Transfer nach Nogent-sur-Marne 1878 (après l'Exposition) (≈ 50)
Der linke Pavillon blieb erhalten und verwandelte sich in eine Wohnung.
1878
Bau der Universalausstellung
Bau der Universalausstellung 1878 (≈ 1878)
Der russische Pavillon wurde von Ivan Ropet in Paris errichtet.
2014
Registrierung für historische Denkmäler
Registrierung für historische Denkmäler 2014 (≈ 2014)
Schutz von Fassaden und Dächern des Vestiges.
Aujourd'hui
Aujourd'hui
Aujourd'hui Aujourd'hui (≈ 2025)
Position de référence.
Kulturgüter
Fassaden und Dächer des Ansehens des russischen Pavillons, präsentiert auf der Universalausstellung von 1878, befindet 15 Henry Dunant Street, Paket 177 Sektion AI, nach dem Plan im Anhang der Verordnung: Inschrift bis zum 18. Juli 2014
Kennzahlen
Ivan Ropet - Pavillon Architekt
Inspiriert von Kolomenskoye für Design.
Pierre le Grand - Verbundene historische Figur
Geboren in Kolomenskoye, Quelle der Inspiration.
Ursprung und Geschichte
Der russische Pavillon, auch Datcha du Val-de-Marne genannt, wurde für die Weltausstellung von 1878 in Paris gebaut. Entworfen vom Architekten Ivan Ropet, wurde es von dem Holzpalast von Kolomenskoye in der Nähe von Moskau, dem Geburtsort von Peter der Große inspiriert. Das Gebäude aus Ziegel und Holzholz, gemessen 40 Meter von der Fassade nur 5 Meter tief, mit einem massiven Zentralkörper flankiert von zwei asymmetrischen Flügeln. Es wurde als "sehr harmonisch" von den Zeitgenossen betrachtet, die russische traditionelle Handwerk und Architektur symbolisieren.
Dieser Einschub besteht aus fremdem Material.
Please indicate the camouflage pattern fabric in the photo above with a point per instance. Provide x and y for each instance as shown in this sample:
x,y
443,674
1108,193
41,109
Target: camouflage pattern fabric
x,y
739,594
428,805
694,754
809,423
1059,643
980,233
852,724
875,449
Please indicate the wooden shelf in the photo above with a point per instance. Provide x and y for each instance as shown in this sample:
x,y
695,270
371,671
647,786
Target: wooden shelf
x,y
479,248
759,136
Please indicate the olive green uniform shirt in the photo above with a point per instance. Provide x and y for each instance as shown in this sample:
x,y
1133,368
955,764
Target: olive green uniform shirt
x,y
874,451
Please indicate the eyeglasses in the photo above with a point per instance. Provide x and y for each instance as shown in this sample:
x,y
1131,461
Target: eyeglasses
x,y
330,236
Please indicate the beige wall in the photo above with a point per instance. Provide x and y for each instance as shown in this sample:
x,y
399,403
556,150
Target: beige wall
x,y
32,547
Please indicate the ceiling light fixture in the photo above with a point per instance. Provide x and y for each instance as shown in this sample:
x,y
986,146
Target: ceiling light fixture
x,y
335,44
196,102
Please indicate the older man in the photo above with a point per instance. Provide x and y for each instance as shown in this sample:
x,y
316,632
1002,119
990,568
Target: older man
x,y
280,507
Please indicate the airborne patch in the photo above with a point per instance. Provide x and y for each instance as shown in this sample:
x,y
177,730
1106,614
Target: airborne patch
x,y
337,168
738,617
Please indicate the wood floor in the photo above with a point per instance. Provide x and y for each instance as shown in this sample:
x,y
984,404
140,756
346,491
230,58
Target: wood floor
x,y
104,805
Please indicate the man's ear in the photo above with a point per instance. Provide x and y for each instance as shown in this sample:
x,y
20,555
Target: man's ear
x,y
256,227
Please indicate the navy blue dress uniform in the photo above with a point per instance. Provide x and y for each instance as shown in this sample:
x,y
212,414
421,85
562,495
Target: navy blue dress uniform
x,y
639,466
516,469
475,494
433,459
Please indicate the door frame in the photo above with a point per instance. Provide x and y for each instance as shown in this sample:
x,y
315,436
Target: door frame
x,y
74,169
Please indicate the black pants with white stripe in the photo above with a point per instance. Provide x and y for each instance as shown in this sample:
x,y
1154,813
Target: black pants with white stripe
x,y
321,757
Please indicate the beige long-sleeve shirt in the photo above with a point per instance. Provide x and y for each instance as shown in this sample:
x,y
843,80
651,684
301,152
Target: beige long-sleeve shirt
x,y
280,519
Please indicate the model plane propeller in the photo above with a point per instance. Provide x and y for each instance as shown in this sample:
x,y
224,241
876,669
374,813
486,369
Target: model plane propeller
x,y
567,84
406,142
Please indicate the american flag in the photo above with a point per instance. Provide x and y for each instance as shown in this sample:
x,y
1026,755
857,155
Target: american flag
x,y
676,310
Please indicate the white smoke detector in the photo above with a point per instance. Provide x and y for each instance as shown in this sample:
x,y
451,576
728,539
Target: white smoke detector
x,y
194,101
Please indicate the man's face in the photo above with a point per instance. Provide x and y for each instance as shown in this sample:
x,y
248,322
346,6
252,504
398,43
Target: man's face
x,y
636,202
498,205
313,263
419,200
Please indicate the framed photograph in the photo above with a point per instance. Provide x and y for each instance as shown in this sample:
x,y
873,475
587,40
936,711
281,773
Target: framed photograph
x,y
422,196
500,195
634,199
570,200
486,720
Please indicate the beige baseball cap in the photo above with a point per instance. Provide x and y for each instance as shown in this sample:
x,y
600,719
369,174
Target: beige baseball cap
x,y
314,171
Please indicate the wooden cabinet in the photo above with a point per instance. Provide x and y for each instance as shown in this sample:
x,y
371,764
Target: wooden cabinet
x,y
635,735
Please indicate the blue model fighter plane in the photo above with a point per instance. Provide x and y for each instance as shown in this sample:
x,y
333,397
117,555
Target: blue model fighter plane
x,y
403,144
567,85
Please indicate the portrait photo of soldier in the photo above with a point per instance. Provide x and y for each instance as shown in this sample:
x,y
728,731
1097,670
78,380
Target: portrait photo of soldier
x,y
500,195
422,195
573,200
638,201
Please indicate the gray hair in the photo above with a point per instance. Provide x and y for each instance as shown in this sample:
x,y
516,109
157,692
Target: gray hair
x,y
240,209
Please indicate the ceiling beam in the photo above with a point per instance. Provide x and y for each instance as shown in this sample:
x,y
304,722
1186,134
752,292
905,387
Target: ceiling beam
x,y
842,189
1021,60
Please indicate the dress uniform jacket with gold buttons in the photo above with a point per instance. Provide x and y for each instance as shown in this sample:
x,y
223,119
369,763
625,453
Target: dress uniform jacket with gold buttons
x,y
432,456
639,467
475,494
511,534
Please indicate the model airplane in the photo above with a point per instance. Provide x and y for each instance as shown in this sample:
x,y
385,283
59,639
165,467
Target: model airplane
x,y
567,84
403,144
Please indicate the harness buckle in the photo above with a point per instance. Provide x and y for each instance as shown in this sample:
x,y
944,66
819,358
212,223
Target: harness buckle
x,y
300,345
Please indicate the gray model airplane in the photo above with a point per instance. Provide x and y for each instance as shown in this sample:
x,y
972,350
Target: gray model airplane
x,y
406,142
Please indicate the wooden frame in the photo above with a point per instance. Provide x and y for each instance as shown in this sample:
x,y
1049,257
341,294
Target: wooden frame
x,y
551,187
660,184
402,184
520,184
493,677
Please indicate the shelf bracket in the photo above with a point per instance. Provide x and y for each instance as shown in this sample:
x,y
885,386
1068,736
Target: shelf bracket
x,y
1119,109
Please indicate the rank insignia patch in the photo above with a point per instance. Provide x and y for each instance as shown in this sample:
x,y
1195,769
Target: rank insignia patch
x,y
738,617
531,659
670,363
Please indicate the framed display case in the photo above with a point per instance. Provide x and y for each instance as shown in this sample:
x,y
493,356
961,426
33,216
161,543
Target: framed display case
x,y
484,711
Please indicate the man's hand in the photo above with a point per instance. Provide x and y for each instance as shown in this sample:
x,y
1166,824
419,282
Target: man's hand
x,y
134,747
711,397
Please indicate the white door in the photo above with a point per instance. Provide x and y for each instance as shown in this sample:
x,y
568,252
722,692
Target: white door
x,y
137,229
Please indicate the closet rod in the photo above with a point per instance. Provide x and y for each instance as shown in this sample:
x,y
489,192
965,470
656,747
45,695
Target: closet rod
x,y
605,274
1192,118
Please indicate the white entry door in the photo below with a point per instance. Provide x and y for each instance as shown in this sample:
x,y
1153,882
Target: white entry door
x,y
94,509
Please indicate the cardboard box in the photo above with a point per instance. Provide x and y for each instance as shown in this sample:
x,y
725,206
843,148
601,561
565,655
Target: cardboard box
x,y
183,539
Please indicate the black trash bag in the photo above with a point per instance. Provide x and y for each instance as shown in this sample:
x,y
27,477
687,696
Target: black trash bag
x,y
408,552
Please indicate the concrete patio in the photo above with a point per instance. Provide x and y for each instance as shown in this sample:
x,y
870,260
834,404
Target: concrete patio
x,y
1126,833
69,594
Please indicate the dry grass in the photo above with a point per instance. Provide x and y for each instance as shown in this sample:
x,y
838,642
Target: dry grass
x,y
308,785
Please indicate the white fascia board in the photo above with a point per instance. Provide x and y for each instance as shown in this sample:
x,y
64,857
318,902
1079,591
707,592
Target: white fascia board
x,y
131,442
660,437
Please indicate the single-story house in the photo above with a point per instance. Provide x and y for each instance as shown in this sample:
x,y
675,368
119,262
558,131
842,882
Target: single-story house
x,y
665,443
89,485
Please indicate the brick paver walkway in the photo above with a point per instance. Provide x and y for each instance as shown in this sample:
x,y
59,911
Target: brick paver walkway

Nach der Ausstellung wurde nur der linke Pavillon erhalten. Nach Nogent-sur-Marne (Val-de-Marne) wurde es in eine Wohnung umgewandelt. Dieses Prestige, bestehend aus einem quadratischen Stock und einem hohen Stock, wurde 2014 in den historischen Denkmälern für seine Fassaden und Dächer beschriftet. Heute, in der 15 Henry Dunant Street, erinnert sie an die Begeisterung des 19. Jahrhunderts für universelle Ausstellungen und internationalen kulturellen Austausch.
Das ursprüngliche Gebäude, das als malerische Bauweise beschrieben wurde, wurde während der Ausstellung auf der Rue des Nations eröffnet. Seine Architektur kontrastiert mit den anderen Pavillons durch seinen traditionellen slawischen Stil, Mischen von freiliegenden Steinen und geschnitzten Holz. Die teilweise Bewahrung dieses Pavillons illustriert den Wunsch, ein ephemeres Erbe zu bewahren, verbunden mit einer bedeutenden Veranstaltung in der französischen Industrie- und Kunstgeschichte.